Sharing on social is the only escape to the brand's Halloween-timed banner ads.

Svedka
Toronto agency Bensimon Byrne has embraced the inherently creepy nature of retargeted banner ads in what it considers one of the most complex dynamically data-driven campaigns it has ever developed.

Its “curse” campaign for Svedka vodka employs a cookie-based retargeting approach to barrage customers with spooky banner ads in order to drive traffic to the brand’s website and social media channels.

From now until Oct. 31,  anyone who views one of its eerie campaign ads will be “cursed” (i.e. retargeted) with a slew of dynamic and contextual creative that follows them from site to site. The only way for a viewer to get “uncursed” is to click on the ad and share it on social media, essentially baiting his or her friends and spreading the curse.

Thomas Shadoff, media director at Bensimon Byrne, said it “was probably the most complex sort of dynamically data-driven campaign that we’ve worked on to date,” adding that it can operate in hundreds of contexts.

Dan Strasser, the agency’s creative director, said the agency wanted to use the insight that consumer can see retargeting as creepy “and bringing it to the next level by not only following you around, but serving up headlines written specifically about things that we know about you, whether that’s where you live or what time of day it is, or if you’re in private browsing.”

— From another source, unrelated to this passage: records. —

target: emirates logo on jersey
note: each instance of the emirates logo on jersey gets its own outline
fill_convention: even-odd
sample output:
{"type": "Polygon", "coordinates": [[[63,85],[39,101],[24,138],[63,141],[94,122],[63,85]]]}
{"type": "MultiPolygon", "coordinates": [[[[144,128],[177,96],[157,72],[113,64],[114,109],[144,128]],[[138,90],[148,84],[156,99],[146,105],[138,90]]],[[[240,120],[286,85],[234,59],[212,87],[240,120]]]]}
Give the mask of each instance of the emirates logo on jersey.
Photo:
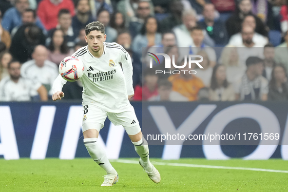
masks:
{"type": "Polygon", "coordinates": [[[110,59],[109,60],[109,66],[111,67],[114,67],[115,65],[115,63],[113,61],[113,60],[110,59]]]}

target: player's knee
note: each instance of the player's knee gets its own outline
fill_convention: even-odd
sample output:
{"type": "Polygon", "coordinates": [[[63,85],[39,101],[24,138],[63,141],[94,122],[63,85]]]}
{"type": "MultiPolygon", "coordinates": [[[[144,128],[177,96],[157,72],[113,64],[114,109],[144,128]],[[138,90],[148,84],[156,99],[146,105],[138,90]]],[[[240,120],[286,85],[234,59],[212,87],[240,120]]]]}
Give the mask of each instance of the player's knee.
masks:
{"type": "Polygon", "coordinates": [[[90,129],[83,132],[84,138],[98,138],[99,132],[95,129],[90,129]]]}

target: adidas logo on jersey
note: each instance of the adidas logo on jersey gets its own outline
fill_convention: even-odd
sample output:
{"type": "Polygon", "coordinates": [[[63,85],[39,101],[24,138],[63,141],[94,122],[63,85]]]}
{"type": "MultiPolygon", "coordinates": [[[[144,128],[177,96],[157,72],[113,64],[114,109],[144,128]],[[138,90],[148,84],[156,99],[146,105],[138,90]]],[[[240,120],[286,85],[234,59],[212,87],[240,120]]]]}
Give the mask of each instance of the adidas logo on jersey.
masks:
{"type": "Polygon", "coordinates": [[[94,69],[91,67],[91,66],[90,66],[89,68],[88,68],[88,70],[87,70],[87,71],[94,71],[94,69]]]}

The campaign rewards existing Svedka followers by letting them in on the secret and encouraging them to share the curse on the company’s behalf.

To the campaign’s millennial, digital savvy target audience, retargeting and data driven approaches aren’t anything new, Shadoff said. So the agency wanted to add entertainment value to something that isn’t usually a good consumer experience.

Other brands have made creative use of retargeting to great effect. Canadian Safe School Network’s “Bully Ads” campaign, developed with BIMM, Touche and AOL. That campaign used a retargeting strategy to “bully” influencers, bloggers and media with retargeted ads to reflect the experience of being cyber-bullied.

“[The Canadian Safe School Network] had a really smart campaign that definitely played on the retargeting mechanic, but it basically stopped there, whereas the Svedka banner ad curse campaign goes a lot further,” Shadoff said. “We’re knowing things about you and serving you up creative dynamically. It’s quite a complicated background structure behind the scenes to bring it all together, which I think makes it that much more fun.”